Convolution in MATLAB: Source Code and Explanation

This document explores convolution using MATLAB, providing example source code and explanations. Convolution is a fundamental operation in signal processing. It’s worth noting that convolving two signals in the time domain is equivalent to multiplying their frequency spectra. The process involves flipping one signal, shifting it, and then multiplying its elements with the corresponding elements of the other signal.

The general formula for the convolution output z[n] is:

$z[n] = \sum X[k] \* Y[k-n]$

MATLAB Code Example

The following MATLAB code demonstrates convolution without using the built-in conv function, followed by a demonstration using the built-in function for comparison.

clc;
clear all;

x = [1 2 3 4 5]; % First signal
h = [1 2];       % Second signal (impulse response)

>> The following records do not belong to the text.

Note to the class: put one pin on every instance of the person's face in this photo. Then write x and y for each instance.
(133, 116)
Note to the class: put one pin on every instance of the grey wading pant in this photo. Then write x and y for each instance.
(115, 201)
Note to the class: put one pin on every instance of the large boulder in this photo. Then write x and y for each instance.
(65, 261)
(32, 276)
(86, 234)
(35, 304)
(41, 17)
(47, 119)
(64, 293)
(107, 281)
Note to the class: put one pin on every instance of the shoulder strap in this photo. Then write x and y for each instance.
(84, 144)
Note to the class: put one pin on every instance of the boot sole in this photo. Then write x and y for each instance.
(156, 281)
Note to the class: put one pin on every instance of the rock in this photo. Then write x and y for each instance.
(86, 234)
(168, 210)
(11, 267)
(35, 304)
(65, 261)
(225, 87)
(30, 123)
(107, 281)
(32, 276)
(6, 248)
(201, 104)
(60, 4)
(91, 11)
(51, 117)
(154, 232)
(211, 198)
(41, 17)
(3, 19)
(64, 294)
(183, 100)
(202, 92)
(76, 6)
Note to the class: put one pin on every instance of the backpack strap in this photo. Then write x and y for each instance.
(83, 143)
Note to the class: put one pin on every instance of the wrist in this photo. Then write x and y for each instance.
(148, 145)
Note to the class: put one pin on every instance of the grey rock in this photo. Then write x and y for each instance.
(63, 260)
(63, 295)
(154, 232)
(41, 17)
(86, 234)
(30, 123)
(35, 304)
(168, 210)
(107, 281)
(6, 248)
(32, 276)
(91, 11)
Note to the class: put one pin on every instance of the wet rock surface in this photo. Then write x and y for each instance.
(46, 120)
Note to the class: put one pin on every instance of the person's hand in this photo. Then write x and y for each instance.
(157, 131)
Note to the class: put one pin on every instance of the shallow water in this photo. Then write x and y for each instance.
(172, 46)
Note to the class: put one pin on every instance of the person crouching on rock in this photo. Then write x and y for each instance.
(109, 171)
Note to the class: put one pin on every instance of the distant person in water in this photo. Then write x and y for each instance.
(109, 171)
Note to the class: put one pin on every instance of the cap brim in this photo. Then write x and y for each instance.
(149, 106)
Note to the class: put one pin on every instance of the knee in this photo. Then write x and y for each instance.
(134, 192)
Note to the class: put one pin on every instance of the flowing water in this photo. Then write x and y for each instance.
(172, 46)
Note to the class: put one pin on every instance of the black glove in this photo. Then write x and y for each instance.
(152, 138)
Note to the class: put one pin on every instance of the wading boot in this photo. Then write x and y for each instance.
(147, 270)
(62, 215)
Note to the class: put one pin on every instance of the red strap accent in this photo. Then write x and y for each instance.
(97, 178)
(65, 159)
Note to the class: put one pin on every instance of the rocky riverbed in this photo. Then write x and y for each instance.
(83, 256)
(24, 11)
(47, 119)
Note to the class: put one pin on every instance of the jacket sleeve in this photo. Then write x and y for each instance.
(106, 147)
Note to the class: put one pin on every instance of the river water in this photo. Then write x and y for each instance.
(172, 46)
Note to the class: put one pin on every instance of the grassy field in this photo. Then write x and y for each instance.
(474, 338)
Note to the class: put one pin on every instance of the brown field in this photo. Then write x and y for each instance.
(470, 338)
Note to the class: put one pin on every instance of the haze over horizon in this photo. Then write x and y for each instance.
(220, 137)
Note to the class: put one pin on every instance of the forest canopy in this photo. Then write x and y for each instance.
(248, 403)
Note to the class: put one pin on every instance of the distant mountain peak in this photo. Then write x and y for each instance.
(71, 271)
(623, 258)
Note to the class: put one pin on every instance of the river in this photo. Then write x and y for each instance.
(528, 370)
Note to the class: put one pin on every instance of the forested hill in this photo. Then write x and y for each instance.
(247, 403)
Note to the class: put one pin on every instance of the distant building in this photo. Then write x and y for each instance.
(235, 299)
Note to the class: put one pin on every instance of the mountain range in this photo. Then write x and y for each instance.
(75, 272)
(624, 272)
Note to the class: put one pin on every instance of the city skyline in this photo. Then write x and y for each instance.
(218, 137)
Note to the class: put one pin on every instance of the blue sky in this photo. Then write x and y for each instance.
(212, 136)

% Manual convolution calculation
y(1) = x(1)*h(1);
y(2) = x(2)*h(1) + x(1)*h(2);
y(3) = x(3)*h(1) + x(2)*h(2);
y(4) = x(4)*h(1) + x(3)*h(2);
y(5) = x(5)*h(1) + x(4)*h(2);
y(6) = x(5)*h(2);

y  % Outputs the result of convolution between x and h vectors

len = length(y)  % Length of result(y length) = length(x) + length(h) - 1

% MATLAB built-in convolution function 'conv'
y1 = conv(x,h)  % Output as per matlab built in function
len1 = length(y1)

plot(y-y1);
title('Difference between MATLAB conv function and our code');

Explanation:

1. Initialization: The code starts by clearing the command window and workspace. Two vectors, x and h, are defined, representing the two signals to be convolved.
2. Manual Convolution: The code then performs the convolution manually, calculating each element of the output vector y. This illustrates the sliding-and-summing process of convolution. Each element of y is computed based on the formula provided earlier.
3. Output: The y variable, containing the result of the manual convolution, is displayed. The length of the result y is calculated, verifying that it equals the sum of lengths of input vectors x and h minus 1.
4. Built-in conv Function: The code then uses MATLAB’s built-in conv function to perform the same convolution. The result is stored in y1.
5. Comparison: Finally, the code plots the difference between the manually calculated convolution (y) and the result from the conv function (y1). Ideally, this difference should be zero, confirming that the manual implementation is correct.
6. Length: len1 stores the length of the convolution result produced by the built-in conv function.

Important Considerations

• The length of the resulting vector y from the convolution of vectors x and h is always length(x) + length(h) - 1.